As-tu trouvé sur Terre
Des hommes qui te ressemblent ?
Père !
Le pouvoir a-t-il enfin
Jeté son masque
Dans la clairière de tes rèves ?
Père !
Où se cache le balafon du désir ?
Et la kora de l'espoir ?
Et le djembé de l'amour ?
Père !
Les poètes de la brousse
Et ceux de la rue
Ont-ils maintenant
Le droit de vivre
Avant de mourir ?
Et voilà ta pirogue
Grand Ancêtre Métis !
Ta pirogue au mitan du fleuve
Toujours entre deux rives
A nouer le lien
Entre le passé et l'avenir !
Que nous dis-tu ?
Qu'il faut aimer ?
Qu'il faut vouloir ?
Qu'il faut habiter l'espace
Entre le chêne et le baobab ?
Qu'aucun roi n'est digne
Du royaume de l'enfance ?
Qu'il faut pardonner à Dieu
D'avoir fait l'homme à son image ?
Figure de proue
Taillée dans l'ivoire
Et dans l'ébène
Tu ouvres le chemin
En brisant les flots
De l'ignorance et de la bêtise
Ton sillage fait danser nos coeurs
Balancés par les mêmes angoisses
Les mêmes désirs
Les mêmes rythmes
La même Raison
Hélène ou pas
Qui toujours
Nous fait choisir
La liberté !
Pour ceux qui sont enchaînés
Et ne connaissent plus leurs chaînes
La résistance !
Contre ceux qui partagent le monde
En deux parts inégales
La poésie !
Contre les zélateurs bavards
Des tabous tyraniques
Le chant !
Pour les dynasties muettes
Des mendiants résignés !
Tu as ouvert le chemin
De la parole de la terre et de l'eau
Ta pirogue a remonté  le fleuve
Et tu es devenu la source
Grand Ancêtre de l'Homme !
Mais nous voilà seuls
Les pieds nus dans la glaise du rivage
Les mains nues brillant du sel de nos larmes
Pendant que tes ennemis dansent et se réjouissent
Arrachant une à une les étoiles de la sphère de cristal ...

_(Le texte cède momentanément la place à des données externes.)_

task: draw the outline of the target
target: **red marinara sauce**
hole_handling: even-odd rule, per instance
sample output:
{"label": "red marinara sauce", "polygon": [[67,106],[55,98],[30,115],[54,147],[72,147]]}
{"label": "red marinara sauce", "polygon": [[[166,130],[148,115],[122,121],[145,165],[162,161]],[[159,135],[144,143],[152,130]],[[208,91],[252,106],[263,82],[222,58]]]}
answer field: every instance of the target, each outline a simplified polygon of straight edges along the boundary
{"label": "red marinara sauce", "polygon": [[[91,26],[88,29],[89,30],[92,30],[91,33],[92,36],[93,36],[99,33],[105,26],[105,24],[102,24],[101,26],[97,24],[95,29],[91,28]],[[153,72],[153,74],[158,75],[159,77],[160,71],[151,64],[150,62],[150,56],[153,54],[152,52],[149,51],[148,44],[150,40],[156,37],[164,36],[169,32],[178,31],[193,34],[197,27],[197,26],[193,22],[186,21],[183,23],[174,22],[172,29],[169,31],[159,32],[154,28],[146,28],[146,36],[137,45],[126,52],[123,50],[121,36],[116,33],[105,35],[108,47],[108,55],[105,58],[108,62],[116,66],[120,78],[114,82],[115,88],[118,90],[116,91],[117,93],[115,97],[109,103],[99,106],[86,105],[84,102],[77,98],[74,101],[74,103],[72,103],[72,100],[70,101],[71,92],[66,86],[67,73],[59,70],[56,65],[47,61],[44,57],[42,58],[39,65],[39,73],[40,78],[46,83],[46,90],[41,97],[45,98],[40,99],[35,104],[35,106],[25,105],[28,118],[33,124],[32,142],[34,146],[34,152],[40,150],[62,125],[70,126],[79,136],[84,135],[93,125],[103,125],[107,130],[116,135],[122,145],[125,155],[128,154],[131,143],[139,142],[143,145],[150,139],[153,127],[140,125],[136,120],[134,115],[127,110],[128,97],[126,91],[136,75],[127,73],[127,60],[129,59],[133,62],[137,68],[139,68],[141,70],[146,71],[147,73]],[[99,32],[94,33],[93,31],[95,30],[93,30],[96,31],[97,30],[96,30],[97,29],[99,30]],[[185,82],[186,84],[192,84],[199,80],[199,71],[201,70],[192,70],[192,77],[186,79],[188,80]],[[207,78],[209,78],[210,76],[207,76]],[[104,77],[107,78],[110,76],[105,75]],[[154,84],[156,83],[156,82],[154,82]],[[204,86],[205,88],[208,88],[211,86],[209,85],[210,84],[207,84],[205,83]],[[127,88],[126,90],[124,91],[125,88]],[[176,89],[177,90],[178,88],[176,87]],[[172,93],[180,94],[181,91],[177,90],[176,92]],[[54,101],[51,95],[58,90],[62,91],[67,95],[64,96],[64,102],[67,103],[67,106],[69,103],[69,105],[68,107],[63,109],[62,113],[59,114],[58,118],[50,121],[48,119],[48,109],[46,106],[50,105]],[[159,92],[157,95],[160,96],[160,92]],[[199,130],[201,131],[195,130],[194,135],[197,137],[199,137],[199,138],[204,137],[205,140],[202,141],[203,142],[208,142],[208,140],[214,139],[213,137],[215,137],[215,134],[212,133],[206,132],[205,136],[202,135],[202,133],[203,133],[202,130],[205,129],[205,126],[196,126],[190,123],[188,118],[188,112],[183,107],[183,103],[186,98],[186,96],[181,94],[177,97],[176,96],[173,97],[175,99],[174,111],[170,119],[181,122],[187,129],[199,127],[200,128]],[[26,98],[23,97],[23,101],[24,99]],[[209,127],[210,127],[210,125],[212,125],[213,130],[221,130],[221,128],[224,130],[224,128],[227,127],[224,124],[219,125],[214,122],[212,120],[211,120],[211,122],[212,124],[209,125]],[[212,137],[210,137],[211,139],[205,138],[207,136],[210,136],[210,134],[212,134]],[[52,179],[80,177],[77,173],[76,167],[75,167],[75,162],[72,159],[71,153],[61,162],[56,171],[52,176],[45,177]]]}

Il nous faut tailler le bâton aux serpents
Et puis nous mettre en route
Prendre l'obscurité de vitesse
Quelques éclairs dans une poche
Quelques semences dans une autre
Réinventer le monde
Avec ceux qui ne veulent pas
Se satisfaire de leurs dieux
Avec ceux qui ne croient pas
Se suffire à eux-mêmes.


Christian LAVIGNE, 2001-2004.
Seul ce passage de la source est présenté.